Маленькая пушка ужасно волновалась: «Когда буду стрелять, я зажмурю глаза и ни в кого не попаду!» – твердила она себе.
«Все будет хорошо! – улыбался ее мыслям Фрегат, – Я спрячу ее бортами!» – и гнался за солнцем полными парусами…
– Шевелись! Шевелись, черти! Туже! Туже выбрать! Крепи! Сильней, я сказал! Всех наверх! К бою! Порох, ядра с обоих бортов!
Топот ног. Вот он, Вражеский Бриг. Эй, герои! Получите награду, герои!
Ну, теперь кто кого. Кто первый у кого отберет ветер. Кому солнце в глаза. Кто кому станет только игрушкой!

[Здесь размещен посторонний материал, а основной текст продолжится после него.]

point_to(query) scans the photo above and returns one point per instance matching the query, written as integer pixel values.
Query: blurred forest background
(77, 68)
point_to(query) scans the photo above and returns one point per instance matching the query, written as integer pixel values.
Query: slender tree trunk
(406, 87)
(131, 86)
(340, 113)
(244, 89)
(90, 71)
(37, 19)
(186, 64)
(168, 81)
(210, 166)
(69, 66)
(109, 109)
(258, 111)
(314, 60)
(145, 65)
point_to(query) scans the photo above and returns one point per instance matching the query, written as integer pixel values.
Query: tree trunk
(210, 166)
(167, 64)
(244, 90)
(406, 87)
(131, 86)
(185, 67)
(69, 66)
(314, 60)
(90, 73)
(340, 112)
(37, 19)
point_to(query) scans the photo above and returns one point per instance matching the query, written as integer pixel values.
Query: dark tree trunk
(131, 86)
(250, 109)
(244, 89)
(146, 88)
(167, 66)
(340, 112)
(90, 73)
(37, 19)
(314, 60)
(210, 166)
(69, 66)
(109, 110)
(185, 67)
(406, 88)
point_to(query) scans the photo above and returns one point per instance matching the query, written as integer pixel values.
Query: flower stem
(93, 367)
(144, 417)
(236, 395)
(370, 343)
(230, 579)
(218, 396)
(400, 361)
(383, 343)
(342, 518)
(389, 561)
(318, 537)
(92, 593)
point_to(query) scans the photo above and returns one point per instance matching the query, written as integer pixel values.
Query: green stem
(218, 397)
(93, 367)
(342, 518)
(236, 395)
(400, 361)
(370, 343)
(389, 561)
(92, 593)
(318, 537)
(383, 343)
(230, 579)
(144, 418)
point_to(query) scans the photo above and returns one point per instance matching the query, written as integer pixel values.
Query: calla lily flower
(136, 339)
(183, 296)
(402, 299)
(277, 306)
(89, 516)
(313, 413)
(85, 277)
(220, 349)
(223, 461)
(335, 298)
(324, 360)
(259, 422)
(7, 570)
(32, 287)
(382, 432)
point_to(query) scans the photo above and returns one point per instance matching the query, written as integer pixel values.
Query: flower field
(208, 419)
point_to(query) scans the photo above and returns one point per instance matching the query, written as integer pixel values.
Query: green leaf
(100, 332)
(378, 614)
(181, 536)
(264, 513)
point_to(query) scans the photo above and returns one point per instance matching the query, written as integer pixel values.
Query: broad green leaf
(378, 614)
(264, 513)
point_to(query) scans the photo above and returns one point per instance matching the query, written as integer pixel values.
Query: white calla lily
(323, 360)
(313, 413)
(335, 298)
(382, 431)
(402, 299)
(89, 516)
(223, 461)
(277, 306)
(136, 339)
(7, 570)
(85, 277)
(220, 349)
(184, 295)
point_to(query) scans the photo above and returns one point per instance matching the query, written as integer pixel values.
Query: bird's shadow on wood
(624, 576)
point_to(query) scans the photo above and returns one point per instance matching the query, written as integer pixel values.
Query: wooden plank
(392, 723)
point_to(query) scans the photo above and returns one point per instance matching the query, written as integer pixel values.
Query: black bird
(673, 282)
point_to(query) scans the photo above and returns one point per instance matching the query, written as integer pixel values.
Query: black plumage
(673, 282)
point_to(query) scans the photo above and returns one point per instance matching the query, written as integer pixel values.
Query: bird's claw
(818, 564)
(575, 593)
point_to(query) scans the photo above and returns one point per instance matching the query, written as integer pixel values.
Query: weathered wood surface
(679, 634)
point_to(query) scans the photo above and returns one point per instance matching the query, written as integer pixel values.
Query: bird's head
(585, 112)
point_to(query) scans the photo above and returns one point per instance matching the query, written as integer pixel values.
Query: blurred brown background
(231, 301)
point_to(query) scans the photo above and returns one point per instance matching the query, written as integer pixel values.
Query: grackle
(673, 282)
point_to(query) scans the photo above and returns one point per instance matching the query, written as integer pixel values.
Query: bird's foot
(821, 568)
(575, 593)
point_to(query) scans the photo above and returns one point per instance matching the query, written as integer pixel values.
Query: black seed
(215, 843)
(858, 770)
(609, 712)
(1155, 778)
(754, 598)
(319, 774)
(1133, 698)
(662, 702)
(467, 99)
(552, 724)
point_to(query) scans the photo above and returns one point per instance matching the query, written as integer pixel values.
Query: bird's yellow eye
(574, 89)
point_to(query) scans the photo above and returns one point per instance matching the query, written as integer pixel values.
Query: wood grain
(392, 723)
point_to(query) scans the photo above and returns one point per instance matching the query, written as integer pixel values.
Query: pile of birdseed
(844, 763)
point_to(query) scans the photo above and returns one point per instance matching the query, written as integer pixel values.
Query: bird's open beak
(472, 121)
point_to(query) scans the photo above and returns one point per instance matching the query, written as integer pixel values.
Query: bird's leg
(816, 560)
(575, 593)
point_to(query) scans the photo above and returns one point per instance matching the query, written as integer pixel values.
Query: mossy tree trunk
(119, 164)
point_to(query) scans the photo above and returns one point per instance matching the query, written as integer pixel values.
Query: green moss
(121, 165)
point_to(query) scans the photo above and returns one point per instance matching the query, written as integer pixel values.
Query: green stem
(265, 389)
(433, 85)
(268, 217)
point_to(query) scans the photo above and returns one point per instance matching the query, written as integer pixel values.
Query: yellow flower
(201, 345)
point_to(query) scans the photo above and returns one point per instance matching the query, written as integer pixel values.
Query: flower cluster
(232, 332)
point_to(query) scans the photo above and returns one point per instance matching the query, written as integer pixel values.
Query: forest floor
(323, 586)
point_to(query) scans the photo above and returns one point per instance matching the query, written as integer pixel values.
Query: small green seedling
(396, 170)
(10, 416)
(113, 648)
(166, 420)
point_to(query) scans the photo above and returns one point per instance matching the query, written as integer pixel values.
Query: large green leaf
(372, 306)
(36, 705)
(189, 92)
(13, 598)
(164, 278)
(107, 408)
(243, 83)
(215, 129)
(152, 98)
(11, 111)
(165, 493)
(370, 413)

– Ходу к пушкам! – пошла кутерьма. Волны, паруса, мачты, дьявол! И по кругу, по кругу! Волки! Кружат, пляшут злорадные черти! «Эй, добыча! Скорей, добыча!» Сохнет горло, комок в глотке! «Порох! Порох, бездельники, порох!» Бьется сердце, как птица в клетке. Жилы вспухли, сейчас лопнут! Стонет что-то и рвется в куски! И дрожит! И трясется! Пена. В уголках рта только пена.
И колючки глаза.
Люди, где вы там, люди!
Волны мутной злобы бьются в борт.
Ну?! Кто первым не выдержит скачку? Ты, Фрегат или ты, Бриг?
Гром! Не выдержал Бриг. Лишь одно ядро долетело, остальные пропали даром.
Вдруг увидел Фрегат, как за борт выпал рваный кусок – только одно ядро долетело и не стало пушки-малышки. Как же так?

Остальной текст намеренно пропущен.